There are often large gains to be found in finding lower priority work for people to be doing that replaces the solitaire, though pushing too hard here risks losing people.
This can also be solved by having multiple people work on multiple projects each. For example, you have 4 people and 4 projects, everyone works 25% on each project. The idea is that some projects have higher priority, some have lower, so when you need extra power on the important project, you can tell all 4 to prioritize it and give it 50% or 90%.
And it sucks a lot. Typically because each project has a separate project manager, and even if one is low-priority, its manager typically insists that you keep working on it at the usual speed, even when you keep getting extra tasks on the high-priority one.
I like this model, and it usefully describes a reality that I sometimes see in the workplace.
However, I claim that this is not the model that anyone’s employers are using. The decisions made around hiring budgets, as they have been explained to me, plan for the standard case: in your example, 40 hours of work per week and so one employee gets hired. In the event of crisis the employee is expected to put in extra time (which costs nothing in the US for salaried employees), perhaps they bring in help from other teams, and astonishingly often they just eat the failure.
Under the Moral Mazes view of things, this is because no one can be blamed in a meaningful way. Hiring just enough people to do the routine work is efficient under business logic, and so the people who do hiring budgets are blameless. No one predicted the spontaneous 500 pages of compliance that week, so the project managers are blameless. As a practical matter no one can be expected to quintuple their output overnight so even the employee is blameless; they get punished not for failing to do the work fast enough but for being lowest in hierarchy and therefore most expendable.
Cycling back to the top of the comment, I still think the optionality model is good. It seems like it should be chosen strategically in some cases, like some startups or any business with a lot of variance over the short term.
I usually have so many meetings that I would need to be the 10x programmer to keep two jobs, and it would be completely impossible to keep three jobs. So, for the employers in my bubble, this problem is already solved.
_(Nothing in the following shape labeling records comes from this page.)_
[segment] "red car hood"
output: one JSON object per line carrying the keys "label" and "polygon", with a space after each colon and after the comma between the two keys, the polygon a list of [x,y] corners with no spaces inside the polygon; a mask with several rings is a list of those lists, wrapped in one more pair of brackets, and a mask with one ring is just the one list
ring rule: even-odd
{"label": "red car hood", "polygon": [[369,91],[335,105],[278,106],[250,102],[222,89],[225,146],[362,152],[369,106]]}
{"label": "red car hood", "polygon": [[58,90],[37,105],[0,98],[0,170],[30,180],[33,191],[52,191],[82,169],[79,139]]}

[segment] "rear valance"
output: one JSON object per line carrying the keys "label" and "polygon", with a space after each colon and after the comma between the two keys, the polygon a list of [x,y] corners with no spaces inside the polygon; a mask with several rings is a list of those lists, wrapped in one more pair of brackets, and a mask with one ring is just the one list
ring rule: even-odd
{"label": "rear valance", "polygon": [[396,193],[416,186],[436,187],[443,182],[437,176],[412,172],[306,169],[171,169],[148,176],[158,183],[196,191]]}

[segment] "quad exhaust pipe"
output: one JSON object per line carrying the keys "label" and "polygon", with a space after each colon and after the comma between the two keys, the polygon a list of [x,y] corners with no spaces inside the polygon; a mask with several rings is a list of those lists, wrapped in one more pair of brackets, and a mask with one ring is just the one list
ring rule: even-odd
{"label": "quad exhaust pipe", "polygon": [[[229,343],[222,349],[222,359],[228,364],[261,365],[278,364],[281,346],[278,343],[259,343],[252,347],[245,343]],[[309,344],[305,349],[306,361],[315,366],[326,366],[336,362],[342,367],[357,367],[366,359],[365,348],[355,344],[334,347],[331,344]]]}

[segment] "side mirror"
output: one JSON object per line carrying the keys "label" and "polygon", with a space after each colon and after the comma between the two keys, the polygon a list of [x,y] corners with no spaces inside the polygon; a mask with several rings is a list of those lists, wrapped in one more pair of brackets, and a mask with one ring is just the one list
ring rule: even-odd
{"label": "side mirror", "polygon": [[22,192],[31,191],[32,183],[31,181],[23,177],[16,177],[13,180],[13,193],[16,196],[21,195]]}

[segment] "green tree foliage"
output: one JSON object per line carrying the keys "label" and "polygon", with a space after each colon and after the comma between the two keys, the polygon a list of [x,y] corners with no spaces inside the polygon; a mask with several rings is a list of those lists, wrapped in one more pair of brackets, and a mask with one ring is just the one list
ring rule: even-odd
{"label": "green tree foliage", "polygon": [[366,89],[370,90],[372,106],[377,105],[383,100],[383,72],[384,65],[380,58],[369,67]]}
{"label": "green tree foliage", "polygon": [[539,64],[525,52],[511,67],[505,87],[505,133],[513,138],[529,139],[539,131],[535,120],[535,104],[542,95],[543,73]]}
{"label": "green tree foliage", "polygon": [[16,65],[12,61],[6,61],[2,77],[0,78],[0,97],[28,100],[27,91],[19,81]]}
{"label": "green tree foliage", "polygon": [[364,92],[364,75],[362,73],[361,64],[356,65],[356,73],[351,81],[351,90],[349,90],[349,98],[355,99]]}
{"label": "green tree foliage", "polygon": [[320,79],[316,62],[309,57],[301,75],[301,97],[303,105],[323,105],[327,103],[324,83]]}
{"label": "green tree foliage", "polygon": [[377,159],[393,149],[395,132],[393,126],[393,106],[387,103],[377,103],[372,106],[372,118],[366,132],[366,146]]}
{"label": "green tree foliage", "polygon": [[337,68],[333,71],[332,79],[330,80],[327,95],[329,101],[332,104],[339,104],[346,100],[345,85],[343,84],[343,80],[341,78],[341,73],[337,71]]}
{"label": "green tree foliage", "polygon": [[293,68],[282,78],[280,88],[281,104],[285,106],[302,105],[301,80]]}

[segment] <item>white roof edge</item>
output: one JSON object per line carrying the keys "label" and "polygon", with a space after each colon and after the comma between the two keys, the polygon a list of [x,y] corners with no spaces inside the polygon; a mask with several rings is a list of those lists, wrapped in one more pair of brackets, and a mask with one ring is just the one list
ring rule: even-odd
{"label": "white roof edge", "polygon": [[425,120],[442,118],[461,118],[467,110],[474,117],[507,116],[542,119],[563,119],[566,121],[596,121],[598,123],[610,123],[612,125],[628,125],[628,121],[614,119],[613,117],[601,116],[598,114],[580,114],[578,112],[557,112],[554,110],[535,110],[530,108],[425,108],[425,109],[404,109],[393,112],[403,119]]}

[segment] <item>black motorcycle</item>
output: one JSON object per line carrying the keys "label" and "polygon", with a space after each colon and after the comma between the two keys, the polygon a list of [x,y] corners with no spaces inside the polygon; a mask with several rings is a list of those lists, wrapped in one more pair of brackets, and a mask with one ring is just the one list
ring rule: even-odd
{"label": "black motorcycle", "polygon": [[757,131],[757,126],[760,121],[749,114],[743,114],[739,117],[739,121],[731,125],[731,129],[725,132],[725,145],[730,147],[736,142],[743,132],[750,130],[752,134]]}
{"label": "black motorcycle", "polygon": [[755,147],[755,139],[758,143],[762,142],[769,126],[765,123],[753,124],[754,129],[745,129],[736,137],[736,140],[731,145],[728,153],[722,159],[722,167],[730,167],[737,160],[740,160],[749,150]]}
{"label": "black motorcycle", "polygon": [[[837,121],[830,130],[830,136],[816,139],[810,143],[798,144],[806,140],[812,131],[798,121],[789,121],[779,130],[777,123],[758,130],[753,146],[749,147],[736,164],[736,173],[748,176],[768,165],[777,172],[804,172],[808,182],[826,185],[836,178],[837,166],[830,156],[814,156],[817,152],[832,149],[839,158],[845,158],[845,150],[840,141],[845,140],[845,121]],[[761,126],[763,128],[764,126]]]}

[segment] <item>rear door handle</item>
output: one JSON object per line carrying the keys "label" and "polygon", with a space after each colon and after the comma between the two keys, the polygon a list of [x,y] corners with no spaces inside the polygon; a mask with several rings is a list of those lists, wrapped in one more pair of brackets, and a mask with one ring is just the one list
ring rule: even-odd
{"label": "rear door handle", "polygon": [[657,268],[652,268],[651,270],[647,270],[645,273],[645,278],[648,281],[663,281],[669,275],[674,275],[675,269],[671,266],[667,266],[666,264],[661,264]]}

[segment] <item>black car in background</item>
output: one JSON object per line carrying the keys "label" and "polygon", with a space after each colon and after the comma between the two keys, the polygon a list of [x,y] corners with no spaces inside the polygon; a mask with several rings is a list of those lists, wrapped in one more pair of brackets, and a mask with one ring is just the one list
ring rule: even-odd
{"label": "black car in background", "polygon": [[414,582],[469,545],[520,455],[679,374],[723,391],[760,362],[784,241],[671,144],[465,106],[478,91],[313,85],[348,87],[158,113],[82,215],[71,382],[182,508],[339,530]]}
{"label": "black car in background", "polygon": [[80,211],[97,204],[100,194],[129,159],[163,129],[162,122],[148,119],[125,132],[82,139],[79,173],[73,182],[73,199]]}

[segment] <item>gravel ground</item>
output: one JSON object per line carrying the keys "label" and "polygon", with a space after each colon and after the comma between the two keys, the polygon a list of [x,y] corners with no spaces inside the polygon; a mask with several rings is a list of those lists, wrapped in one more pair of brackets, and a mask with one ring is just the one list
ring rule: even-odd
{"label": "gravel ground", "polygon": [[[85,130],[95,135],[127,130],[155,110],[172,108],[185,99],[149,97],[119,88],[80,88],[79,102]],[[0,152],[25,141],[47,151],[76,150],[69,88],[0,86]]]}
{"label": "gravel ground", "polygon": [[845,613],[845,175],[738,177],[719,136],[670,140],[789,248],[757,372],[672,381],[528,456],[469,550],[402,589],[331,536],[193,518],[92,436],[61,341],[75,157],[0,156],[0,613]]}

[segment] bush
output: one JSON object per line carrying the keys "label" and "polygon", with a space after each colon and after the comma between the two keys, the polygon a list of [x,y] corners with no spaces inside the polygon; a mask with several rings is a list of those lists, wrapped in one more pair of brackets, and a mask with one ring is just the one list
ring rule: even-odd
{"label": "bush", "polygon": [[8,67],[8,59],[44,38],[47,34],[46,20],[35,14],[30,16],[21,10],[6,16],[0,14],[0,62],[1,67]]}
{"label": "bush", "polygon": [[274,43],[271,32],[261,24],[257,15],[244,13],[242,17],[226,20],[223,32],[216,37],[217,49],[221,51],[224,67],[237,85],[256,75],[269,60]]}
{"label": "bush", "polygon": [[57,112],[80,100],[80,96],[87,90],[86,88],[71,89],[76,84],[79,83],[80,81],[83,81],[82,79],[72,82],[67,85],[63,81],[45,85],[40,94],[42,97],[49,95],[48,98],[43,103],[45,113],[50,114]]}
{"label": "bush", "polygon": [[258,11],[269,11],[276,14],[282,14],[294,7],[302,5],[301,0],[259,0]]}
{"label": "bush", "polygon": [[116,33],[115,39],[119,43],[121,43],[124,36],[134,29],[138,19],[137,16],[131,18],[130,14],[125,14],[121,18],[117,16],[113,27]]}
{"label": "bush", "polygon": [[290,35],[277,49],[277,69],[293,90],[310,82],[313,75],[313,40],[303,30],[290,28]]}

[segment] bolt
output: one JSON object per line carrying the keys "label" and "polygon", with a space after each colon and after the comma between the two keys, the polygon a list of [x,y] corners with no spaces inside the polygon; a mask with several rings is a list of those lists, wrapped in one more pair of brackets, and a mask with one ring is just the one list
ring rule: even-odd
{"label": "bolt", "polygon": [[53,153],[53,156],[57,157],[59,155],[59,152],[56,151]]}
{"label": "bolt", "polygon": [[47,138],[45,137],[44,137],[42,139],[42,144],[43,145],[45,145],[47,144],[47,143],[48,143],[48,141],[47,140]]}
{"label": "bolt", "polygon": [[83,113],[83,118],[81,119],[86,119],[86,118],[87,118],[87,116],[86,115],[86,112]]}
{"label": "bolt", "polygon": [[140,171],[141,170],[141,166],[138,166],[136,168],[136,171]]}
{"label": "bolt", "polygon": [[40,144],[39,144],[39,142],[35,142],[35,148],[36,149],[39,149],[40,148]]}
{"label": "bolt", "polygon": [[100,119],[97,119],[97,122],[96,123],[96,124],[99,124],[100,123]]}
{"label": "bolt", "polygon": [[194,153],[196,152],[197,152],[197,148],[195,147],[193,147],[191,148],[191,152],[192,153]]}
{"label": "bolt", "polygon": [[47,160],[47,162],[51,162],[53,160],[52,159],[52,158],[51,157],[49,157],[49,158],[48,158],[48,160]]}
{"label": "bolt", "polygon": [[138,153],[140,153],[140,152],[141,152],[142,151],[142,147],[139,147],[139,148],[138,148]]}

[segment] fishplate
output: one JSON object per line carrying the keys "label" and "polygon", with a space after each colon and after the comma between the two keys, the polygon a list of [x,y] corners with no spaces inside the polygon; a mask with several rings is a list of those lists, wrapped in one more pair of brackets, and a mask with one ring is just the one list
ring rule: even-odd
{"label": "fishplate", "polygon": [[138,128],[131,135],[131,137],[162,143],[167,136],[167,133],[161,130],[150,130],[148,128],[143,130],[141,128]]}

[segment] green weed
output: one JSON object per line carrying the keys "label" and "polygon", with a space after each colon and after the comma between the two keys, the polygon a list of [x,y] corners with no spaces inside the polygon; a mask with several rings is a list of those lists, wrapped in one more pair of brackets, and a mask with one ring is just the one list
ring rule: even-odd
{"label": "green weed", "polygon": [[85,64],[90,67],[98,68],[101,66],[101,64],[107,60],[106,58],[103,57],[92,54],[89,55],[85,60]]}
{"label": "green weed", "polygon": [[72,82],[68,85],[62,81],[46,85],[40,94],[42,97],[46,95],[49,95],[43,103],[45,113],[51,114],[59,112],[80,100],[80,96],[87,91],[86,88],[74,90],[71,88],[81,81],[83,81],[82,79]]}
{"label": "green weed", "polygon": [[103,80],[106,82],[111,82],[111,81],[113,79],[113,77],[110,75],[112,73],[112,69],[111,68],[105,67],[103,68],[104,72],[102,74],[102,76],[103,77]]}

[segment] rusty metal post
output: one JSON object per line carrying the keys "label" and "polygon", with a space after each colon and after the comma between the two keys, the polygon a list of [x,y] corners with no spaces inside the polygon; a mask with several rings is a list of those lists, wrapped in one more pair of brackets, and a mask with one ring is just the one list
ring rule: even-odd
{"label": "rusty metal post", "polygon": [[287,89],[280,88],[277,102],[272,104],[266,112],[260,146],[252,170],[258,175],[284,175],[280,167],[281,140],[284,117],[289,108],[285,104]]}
A tool like ChatGPT could be very helpful if it could read the entire documentation in the company and answer the questions about it. Something like search, except you do not need to remember the exact keywords, and it can search across all the systems the company uses (Sharepoint, Confluence, random Word and Excel and Powerpoint documents...). If it could look at the date when the document was modified, and conclude that if the same information is duplicated in many places, the one with most recent date of modification is probably the most correct one. Asking it to listen to the meeting and give me the summary would probably be more useful then reading the official summary.
Put it into ElasticSearch index and give GPT-4 simple query API that it can use by adding some prefix and predefined set of parameters or a JSON so the script would run it instead of communicating this back to the user and give an answer as user response with also predefined prefix. Then it should be able to get questions, search for info, and respond. Worked like a charm for a product database in PoC so should work for documentation.
Yeah, you can do that. How many characters is all that text, combined? Up to ~100k, it just fits in the context window. If it’s more than that, have it describe the contents of each file; then give it the question and the list of descriptions, ask it which files to put into context, and then have it answer from that.